Find the branch points of g(z) = log(z(z+1)/(z-1)) and defining a branch of g as the principle branch of the logarithm find the location of the branch cuts.

**2. Homework Equations**

**3. The Attempt at a Solution**

Since [tex] g(z) = log(z) + log(z+1) - log(z-1) [/tex] the branch points are 0, 1, -1 and infinity.

To find the branch cuts we need to find where the argument is [tex] arg(z) \in (-\pi,\pi] [/tex]

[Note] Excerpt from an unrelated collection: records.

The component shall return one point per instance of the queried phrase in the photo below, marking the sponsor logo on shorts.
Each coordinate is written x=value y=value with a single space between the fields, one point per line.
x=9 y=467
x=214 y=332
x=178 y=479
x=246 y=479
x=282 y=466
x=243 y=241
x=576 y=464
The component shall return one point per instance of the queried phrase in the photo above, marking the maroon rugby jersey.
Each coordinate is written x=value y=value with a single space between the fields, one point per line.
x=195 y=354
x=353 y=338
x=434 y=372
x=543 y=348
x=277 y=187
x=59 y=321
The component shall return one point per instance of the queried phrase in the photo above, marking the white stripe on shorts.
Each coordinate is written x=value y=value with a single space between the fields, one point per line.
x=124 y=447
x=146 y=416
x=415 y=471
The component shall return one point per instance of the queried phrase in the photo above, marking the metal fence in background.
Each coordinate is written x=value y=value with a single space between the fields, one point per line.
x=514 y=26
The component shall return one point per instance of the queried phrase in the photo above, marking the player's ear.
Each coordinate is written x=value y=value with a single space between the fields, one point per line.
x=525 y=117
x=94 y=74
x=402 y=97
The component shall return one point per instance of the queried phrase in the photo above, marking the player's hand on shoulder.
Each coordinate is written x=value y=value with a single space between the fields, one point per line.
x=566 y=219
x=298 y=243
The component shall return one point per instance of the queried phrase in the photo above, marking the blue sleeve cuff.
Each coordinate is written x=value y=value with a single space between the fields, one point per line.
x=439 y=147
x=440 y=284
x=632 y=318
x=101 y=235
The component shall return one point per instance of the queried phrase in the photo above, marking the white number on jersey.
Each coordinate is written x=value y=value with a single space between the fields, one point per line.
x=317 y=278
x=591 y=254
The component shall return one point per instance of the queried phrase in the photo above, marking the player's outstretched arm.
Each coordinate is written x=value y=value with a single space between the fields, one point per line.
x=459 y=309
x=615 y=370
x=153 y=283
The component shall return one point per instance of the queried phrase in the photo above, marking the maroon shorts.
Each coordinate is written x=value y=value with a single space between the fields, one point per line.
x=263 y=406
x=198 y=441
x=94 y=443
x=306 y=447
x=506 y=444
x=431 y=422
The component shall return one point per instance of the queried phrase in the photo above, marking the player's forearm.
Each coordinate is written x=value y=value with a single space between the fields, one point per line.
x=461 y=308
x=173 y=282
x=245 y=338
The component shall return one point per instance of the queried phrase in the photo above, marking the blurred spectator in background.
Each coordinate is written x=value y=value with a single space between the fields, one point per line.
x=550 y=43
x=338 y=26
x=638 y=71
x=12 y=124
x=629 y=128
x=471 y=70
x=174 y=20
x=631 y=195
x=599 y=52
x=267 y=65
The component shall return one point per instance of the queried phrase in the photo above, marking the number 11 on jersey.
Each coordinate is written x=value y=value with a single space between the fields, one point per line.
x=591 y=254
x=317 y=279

putting each branch point into polar coordinates gives:

[tex] z1 = r_1e^{i\theta_1} [/tex]

[tex] z2 = r_2e^{i\theta_2} -1 [/tex]

[tex] z3 = r_3e^{i\theta_3} +1[/tex]

[tex] z = ln(\left|{\dfrac{r_1 r_2}{r_3}}\right|) +i(\theta_1 + \theta_2- \theta_3) [/tex]

let [tex] c = ln(\left|{\dfrac{r_1 r_2}{r_3}}\right|) [/tex] and then:

[tex] (-\infty, -1) \Rightarrow g(z) = c + \pi i [/tex]

[tex] (-1, 0) \Rightarrow g(z) = c + 2\pi i [/tex]

[tex] (0, 1) \Rightarrow g(z) = c + \pi i [/tex]

[tex] (1, \infty) \Rightarrow g(z) = c [/tex]

So this gives [tex] (0, 1) [/tex] as the point where the branch cut isn't defined, but the solution I was given says that [tex] (1, \infty) [/tex] is also not defined, so I'm not sure where I'm going wrong.